Things have gone from bad to worse for Voyager 1, which has been out of contact with Earth-bound mission control for months now — and there's no telling when it may come back online.
In an interview with Ars Technica, Voyager project manager Suzanne Dodd said the 46-year-old craft, which is currently careening some 15 billion miles away, is in worse shape than she's ever seen it.
Back in November, a computer glitch caused the pioneering probe to stop sending its telemetry data back to NASA. Since then, its team at the Jet Propulsion Laboratory in California has been, essentially, flying it blind.
"It would be the biggest miracle if we get it back. We certainly haven't given up," Dodd said. "This is, by far, the most serious [problem] since I’ve been project manager."
Launched, counterintuitively, a few weeks after the Voyager 2 craft back in the fall of 1977, the groundbreaking craft has spent the first three-quarters of its tour flying through the outer reaches of our own Solar System, and has since 2012 been officially exploring interstellar space. Throughout the decades, it's experienced all sorts of technical difficulties — but lately there's a mood of inevitability for its unavoidable demise.
"Not to be morose, but a lot of Voyager people are dead," Dodd told Ars. "So the people that built the spacecraft are not alive anymore. We do have a reasonably good set of documentation, but a lot of it is in paper, so you do this archaeology dig to get documents."
Ground Control to Voyager
According to its project manager, Voyager 1's current issue seems to stem from its Flight Data Subsystem (FDS), one of its three main computers tasked with sending its operational data back to terra firma. For the past three months, the mission's "tiger team" of only eight experts has been trying to pinpoint exactly what's ailing the probe, but that's pretty hard to do when it can't send back its own diagnostics.

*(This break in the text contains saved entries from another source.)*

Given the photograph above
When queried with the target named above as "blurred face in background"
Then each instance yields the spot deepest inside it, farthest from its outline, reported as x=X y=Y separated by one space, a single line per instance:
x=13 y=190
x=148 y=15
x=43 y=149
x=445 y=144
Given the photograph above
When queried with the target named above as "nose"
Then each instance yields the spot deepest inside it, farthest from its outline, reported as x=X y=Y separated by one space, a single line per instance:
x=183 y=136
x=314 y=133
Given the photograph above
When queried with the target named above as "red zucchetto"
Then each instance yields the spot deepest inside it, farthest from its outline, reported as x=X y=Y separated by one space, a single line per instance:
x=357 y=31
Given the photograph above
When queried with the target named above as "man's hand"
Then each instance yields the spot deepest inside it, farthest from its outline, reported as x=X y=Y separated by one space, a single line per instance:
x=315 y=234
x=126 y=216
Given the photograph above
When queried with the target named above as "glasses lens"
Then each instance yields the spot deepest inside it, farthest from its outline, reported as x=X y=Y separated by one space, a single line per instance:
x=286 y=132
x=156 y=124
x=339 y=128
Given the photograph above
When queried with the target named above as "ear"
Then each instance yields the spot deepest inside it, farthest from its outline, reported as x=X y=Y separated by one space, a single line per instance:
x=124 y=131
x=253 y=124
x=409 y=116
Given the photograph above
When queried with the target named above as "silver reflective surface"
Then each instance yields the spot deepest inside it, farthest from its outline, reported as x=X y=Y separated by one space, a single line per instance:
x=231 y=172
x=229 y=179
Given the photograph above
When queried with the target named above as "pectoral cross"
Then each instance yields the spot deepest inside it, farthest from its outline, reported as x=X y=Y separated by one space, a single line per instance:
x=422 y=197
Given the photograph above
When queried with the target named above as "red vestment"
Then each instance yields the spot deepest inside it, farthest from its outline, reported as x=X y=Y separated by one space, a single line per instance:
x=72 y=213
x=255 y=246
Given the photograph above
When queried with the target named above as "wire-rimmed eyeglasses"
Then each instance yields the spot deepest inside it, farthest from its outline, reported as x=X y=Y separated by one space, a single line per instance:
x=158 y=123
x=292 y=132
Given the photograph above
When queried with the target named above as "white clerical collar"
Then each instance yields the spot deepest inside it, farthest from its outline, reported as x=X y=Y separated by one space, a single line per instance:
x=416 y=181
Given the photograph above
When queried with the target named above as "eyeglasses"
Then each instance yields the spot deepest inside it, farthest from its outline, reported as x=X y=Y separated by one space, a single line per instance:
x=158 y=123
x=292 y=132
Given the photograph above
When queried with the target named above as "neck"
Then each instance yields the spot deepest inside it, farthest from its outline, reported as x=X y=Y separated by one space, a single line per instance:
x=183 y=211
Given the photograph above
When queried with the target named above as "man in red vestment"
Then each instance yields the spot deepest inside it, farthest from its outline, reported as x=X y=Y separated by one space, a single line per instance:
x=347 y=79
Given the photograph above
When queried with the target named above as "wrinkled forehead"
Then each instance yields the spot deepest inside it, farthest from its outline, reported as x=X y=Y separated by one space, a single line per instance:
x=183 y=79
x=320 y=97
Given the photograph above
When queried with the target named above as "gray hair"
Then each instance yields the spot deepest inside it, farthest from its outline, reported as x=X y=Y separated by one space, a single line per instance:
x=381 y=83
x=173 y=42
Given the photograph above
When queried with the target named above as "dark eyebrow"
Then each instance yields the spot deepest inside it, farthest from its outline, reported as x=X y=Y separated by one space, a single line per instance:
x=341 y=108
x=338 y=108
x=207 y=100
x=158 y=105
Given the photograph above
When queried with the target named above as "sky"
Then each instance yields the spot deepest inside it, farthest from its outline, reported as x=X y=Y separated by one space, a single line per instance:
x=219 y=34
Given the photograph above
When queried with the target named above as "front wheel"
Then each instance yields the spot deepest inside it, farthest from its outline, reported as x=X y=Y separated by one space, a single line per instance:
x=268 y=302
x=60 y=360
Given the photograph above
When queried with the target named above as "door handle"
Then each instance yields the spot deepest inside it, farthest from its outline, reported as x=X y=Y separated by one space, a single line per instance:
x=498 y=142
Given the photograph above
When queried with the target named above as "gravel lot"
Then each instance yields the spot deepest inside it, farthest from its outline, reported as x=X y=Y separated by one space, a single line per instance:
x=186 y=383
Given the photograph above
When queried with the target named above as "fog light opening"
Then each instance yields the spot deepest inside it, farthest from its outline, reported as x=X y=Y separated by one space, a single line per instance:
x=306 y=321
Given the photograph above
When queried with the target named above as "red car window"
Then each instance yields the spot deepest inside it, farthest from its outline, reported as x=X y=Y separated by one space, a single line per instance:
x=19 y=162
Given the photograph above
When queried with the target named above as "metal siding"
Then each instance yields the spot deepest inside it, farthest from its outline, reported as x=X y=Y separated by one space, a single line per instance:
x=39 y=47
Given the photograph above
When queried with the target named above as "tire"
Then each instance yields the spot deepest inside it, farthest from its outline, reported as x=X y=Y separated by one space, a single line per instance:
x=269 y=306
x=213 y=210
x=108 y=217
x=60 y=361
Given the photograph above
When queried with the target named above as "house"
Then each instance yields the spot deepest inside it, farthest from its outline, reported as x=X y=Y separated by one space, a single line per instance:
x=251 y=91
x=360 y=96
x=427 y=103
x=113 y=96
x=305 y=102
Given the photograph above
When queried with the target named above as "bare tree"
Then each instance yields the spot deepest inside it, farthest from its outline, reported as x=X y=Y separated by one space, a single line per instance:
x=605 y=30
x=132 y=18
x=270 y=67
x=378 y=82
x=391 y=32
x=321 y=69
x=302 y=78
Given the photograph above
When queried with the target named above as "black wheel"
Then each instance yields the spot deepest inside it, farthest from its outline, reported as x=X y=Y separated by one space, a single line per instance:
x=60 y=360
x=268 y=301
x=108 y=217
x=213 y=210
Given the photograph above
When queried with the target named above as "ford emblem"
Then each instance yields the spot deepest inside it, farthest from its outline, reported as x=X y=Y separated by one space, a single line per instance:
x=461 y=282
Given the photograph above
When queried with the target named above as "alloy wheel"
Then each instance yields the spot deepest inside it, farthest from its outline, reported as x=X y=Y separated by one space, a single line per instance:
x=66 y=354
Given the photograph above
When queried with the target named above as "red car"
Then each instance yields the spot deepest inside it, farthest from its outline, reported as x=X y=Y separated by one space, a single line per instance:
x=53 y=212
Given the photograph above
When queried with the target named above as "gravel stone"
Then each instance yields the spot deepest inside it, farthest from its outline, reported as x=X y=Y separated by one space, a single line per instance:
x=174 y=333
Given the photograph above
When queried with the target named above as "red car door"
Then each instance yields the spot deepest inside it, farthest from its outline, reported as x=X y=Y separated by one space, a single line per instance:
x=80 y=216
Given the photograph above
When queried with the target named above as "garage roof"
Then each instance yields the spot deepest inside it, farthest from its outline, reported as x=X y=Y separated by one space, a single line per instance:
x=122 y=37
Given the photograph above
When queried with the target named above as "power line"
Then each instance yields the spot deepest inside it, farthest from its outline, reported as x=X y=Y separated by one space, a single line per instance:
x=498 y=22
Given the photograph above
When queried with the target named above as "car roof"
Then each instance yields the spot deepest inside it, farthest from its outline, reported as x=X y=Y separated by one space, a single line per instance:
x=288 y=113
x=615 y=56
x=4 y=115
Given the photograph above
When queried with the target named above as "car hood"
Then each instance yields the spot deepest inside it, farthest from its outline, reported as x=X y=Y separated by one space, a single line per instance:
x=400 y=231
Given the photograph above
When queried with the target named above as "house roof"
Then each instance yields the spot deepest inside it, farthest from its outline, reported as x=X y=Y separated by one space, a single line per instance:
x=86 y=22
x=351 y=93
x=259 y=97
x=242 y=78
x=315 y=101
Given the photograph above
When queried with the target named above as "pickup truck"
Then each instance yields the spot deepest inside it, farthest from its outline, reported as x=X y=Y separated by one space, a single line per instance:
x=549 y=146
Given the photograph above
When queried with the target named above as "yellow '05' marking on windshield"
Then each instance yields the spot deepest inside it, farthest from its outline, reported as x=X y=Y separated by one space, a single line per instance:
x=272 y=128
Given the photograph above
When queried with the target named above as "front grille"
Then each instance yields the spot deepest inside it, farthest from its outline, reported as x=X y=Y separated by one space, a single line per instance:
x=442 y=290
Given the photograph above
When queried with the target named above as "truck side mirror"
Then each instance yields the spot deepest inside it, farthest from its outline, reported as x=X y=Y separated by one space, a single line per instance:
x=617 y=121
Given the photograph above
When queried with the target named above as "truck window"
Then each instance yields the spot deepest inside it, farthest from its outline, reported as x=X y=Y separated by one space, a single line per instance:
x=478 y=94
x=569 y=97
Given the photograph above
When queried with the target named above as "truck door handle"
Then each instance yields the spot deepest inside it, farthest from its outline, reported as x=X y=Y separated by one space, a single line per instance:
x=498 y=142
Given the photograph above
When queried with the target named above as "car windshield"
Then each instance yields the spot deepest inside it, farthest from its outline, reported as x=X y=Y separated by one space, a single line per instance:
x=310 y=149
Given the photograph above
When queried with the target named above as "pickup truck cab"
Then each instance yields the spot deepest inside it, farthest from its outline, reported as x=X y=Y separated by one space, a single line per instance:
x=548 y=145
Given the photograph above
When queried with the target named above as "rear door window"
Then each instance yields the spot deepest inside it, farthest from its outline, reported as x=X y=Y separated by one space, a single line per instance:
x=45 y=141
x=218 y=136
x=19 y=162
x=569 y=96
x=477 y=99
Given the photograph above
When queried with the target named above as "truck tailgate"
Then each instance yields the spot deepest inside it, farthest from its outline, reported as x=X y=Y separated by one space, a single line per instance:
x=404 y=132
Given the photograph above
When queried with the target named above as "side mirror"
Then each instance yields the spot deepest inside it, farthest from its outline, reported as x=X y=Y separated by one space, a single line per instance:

While the team is "99.9 percent" sure they've figured out what's wrong with Voyager 1, they haven't been able to do much about it because, as the project manager explains, the issue stems from some corrupted memory — meaning they can't see past the glitch itself.
"A bit [of memory] got flipped or corrupted," Dodd explained. "But without the telemetry, we can't see where that FDS memory corruption is."
This lengthy lack of communication, which has been broken only by signals telling NASA that Voyager 1 is still alive out there, is cause for major concern.
"This anomaly causes us not to have any telemetry," Dodd said. "We're kind of shooting in the blind a little bit because we don't know what the status of the spacecraft is completely."